Spiralling molecular structures and chiral selectivity in model membranes

Since the lipid raft model was developed at the end of the last century, it became clear that the specific molecular arrangements of phospholipid assemblies within a membrane have profound implications in a vast range of physiological functions. Studies of such condensed lipid islands in model systems using fluorescence and Brewster angle microscopies have shown a wide range of sizes and morphologies, with suggestions of substantial in-plane molecular anisotropy and mesoscopic structural chirality. Whilst these variations can significantly alter many membrane properties including its fluidity, permeability, and molecular recognition, the details of the in-plane molecular orientations underlying these traits remain largely unknown.

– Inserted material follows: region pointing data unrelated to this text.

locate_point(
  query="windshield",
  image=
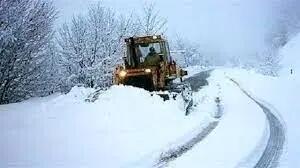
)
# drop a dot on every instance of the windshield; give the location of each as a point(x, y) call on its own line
point(143, 50)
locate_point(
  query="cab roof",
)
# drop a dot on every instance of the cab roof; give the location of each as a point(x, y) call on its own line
point(145, 39)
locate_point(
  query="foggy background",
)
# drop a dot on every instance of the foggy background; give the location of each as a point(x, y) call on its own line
point(223, 29)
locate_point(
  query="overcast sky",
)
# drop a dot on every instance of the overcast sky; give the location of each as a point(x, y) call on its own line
point(221, 27)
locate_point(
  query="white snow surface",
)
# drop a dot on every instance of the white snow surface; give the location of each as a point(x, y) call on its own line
point(290, 57)
point(240, 131)
point(127, 127)
point(283, 94)
point(121, 128)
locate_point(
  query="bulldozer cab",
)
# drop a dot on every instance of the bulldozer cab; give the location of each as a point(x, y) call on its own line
point(143, 52)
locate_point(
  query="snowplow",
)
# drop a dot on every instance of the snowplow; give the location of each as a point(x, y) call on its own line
point(148, 64)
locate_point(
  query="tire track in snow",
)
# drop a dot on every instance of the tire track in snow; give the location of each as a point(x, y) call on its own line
point(197, 81)
point(173, 154)
point(273, 150)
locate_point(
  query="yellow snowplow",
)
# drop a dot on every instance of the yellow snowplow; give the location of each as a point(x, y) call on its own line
point(148, 64)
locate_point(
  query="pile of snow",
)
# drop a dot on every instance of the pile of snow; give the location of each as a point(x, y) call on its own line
point(120, 129)
point(290, 54)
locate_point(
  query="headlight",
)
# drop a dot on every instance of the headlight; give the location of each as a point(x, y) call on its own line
point(122, 74)
point(148, 70)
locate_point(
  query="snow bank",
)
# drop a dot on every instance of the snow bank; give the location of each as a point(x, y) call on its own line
point(123, 127)
point(291, 60)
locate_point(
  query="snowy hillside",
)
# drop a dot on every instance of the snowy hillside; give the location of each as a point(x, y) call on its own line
point(290, 56)
point(127, 127)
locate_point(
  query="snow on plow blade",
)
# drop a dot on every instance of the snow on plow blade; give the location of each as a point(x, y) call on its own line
point(180, 90)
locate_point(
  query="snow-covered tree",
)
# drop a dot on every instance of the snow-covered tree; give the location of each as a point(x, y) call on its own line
point(187, 53)
point(150, 22)
point(91, 46)
point(25, 31)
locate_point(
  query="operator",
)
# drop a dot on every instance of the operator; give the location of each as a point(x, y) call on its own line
point(153, 58)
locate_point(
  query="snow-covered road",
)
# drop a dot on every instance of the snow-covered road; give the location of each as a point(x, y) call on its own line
point(275, 145)
point(110, 132)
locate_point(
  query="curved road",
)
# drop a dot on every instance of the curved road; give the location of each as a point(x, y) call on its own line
point(273, 150)
point(196, 81)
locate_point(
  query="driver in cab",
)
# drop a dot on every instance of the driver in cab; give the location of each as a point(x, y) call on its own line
point(153, 58)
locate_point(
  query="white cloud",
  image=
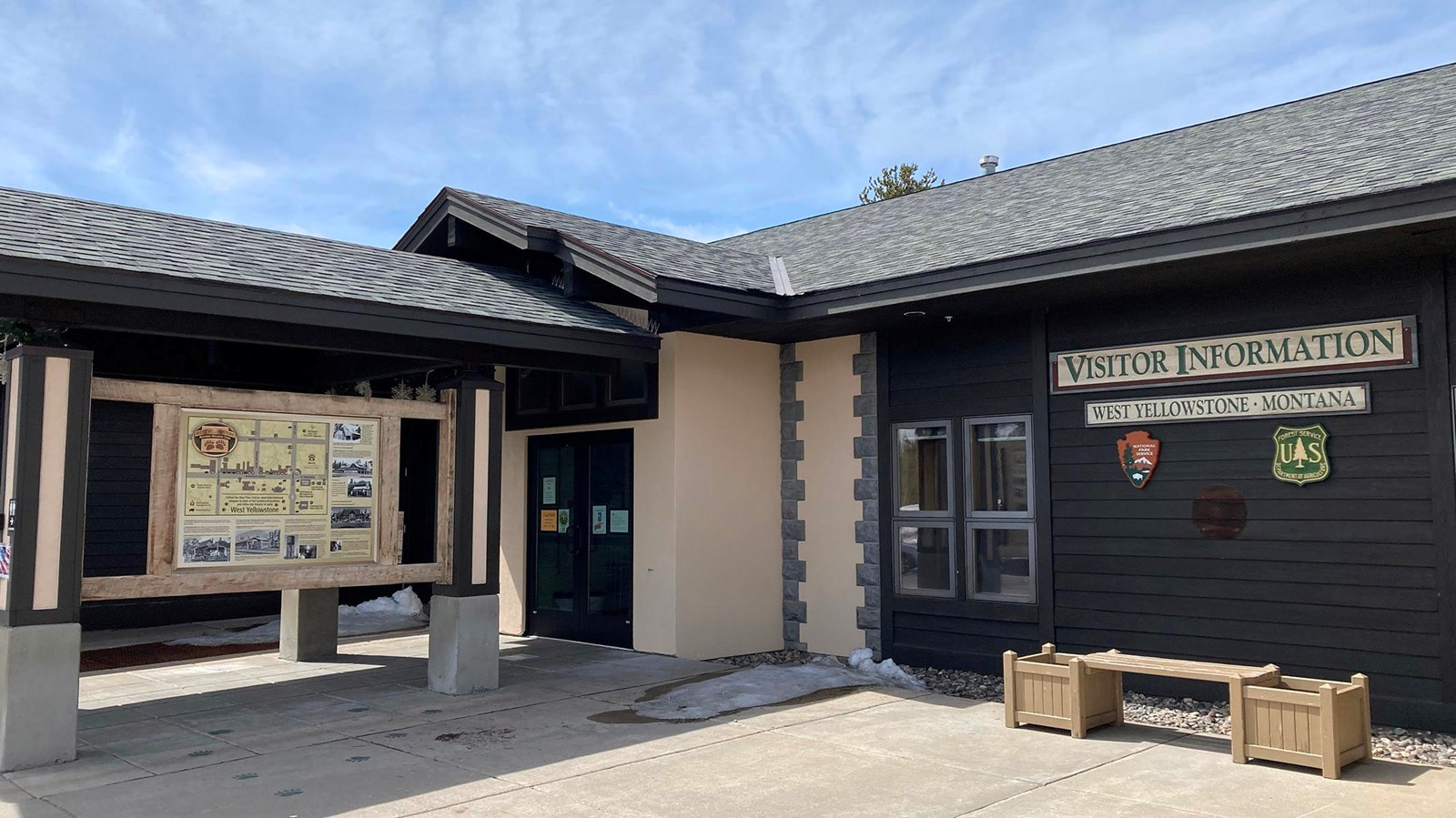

Here, we use phase-resolved sum-frequency generation microscopy on model membranes of phospholipid monolayers with mixed molecular chirality, which form micron-scale circular domains of condensed lipids, to fully determine their three-dimensional molecular structure. We find that the domains possess curved molecular directionality with spiralling mesoscopic packing. By comparing different enantiomeric mixtures, both the molecular and spiral turning directions are shown to depend on the lipid chirality, but with a clear deviation from mirror symmetry in the formed structures. This demonstrates strong enantioselectivity in the domain growth process, which has potential connections to the evolution of homochirality in all living organisms as well as implications for enantioselective drug design.